Não basta parecer.

“Não basta, à mulher de César, ser séria, também tem de o parecer”.

Quando os vemos, no grande ecrã, nas capas de jornais ou nas rádios, os responsáveis pelos destinos do país, desde a mais pequena junta de freguesia até aos ministérios, todos parecem sérios.

Em tempos, quem entrasse nos edifícios das câmaras municipais, deparava com indivíduos, pasta debaixo do braço, junto do gabinete do vereador ou engenheiro, com o qual queria tratar de algo importante.

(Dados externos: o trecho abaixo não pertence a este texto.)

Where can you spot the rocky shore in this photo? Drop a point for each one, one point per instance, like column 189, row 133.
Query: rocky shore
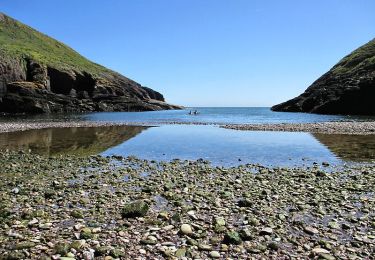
column 113, row 207
column 352, row 128
column 357, row 128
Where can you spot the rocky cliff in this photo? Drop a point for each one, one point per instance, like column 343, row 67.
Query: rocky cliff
column 41, row 75
column 348, row 88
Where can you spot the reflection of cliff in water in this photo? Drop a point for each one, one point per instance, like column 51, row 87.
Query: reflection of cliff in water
column 349, row 147
column 75, row 140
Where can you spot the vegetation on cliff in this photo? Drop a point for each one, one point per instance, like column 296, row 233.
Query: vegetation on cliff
column 18, row 40
column 348, row 88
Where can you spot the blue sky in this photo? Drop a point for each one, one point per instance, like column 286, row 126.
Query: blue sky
column 208, row 52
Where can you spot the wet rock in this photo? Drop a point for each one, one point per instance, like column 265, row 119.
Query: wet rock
column 62, row 248
column 266, row 231
column 244, row 203
column 135, row 209
column 86, row 233
column 215, row 254
column 232, row 237
column 311, row 230
column 186, row 229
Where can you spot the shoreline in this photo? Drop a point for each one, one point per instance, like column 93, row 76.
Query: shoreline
column 350, row 128
column 126, row 208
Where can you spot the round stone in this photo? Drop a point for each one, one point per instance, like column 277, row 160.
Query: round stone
column 215, row 254
column 186, row 229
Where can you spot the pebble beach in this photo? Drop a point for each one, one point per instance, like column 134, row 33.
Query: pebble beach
column 121, row 208
column 352, row 128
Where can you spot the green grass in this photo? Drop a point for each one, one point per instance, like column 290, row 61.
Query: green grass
column 21, row 41
column 361, row 58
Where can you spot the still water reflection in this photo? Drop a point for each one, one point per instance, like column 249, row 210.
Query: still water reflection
column 220, row 146
column 73, row 141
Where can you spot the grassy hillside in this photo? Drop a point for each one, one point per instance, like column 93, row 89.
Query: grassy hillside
column 361, row 58
column 18, row 40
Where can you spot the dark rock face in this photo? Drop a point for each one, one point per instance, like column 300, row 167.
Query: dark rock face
column 62, row 83
column 37, row 88
column 348, row 88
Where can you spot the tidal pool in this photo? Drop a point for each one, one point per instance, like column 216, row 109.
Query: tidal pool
column 219, row 146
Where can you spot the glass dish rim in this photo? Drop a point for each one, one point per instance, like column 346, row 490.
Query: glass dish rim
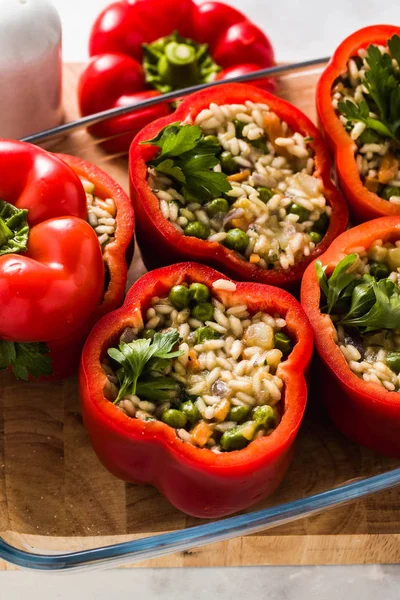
column 158, row 545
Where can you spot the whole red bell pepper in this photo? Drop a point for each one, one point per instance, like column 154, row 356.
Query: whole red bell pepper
column 135, row 56
column 364, row 411
column 364, row 204
column 197, row 481
column 52, row 274
column 161, row 244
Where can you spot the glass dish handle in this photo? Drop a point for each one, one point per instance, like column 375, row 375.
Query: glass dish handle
column 201, row 535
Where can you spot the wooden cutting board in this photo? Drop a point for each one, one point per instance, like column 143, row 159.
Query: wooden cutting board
column 54, row 494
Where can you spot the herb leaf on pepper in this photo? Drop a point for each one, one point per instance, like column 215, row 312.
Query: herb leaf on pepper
column 364, row 302
column 188, row 157
column 26, row 359
column 14, row 229
column 382, row 82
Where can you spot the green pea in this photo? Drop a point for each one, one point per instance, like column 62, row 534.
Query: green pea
column 369, row 136
column 197, row 229
column 264, row 416
column 217, row 206
column 174, row 417
column 393, row 361
column 236, row 239
column 228, row 164
column 238, row 413
column 189, row 196
column 212, row 140
column 265, row 194
column 238, row 437
column 191, row 411
column 315, row 237
column 302, row 212
column 203, row 311
column 379, row 270
column 179, row 296
column 389, row 191
column 148, row 334
column 283, row 343
column 322, row 224
column 206, row 333
column 239, row 126
column 199, row 292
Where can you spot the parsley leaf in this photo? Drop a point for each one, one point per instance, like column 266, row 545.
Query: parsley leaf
column 339, row 280
column 382, row 83
column 135, row 356
column 354, row 112
column 385, row 312
column 394, row 47
column 26, row 359
column 14, row 229
column 188, row 157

Os funcionários, escolhidos entre as candidaturas, em boa parte apresentadas por vizinhos, compadres, cunhados e outros títulos de influência, cirandavam entre secções e departamentos.

“Olha o filho de fulano! A Filha de sicrano!”

De uma porta sai um pequeno empresário falido. De outra, uma ex. operária que, com mais uma camada de verniz ou oxigénio, ficou apta para qualquer serviço.

Toda aquela gente aderiu ao cartão, que dá acesso directo às vantagens, oferecidas como recompensa de fidelização ou troca de camisola.
Nos ajuntamentos sociais ou nas inaugurações, actos de uma futilidade miserável, aparecem entalados em fatiotas vistosas, sorrindo forçadamente para a roda de figurantes que, nestas ocasiões, nunca faltam.

É no meio destas assistências, que se sabem as novidades, começadas com meias verdades e acabadas com verdades absolutas.
-Aquele não é filho de um que passava a vida a criticar a câmara? Agora percebo, porque é que ninguém o ouve!
-Estás admirada!? Olha aquele ali, foi eleito presidente de junta por um partido, nas últimas mudou-se para este e já é presidente de uma empresa camarária.

Conversas deste género, ouvidas em qualquer café ou tasca, tem, na maioria das vezes, um fundo de verdade.
Daí que, ao político ou responsável pela coisa pública, não baste parecer sério, tem, obrigatória e claramente, de o ser, caso contrário, continuará a conspurcar o nome, de quem deve estar acima de qualquer suspeita.

Em política não deve valer tudo. Nem sequer os silêncios cúmplices, que se geram à volta dos compadrios e dos favores particulares.

As teias de interesses, quantas vezes instaladas, à custa de todo o tipo de chantagens, dão origem a uma promiscuidade e podridão que, nos dias que correm, nem se dão ao trabalho de disfarçar.

Joaquim Teixeira é militante do Bloco de Esquerda e é sócio-fundador e atual tesoureiro da associação NCulturas.
Por decisão pessoal, o autor do texto não escreve segundo o novo Acordo Ortográfico.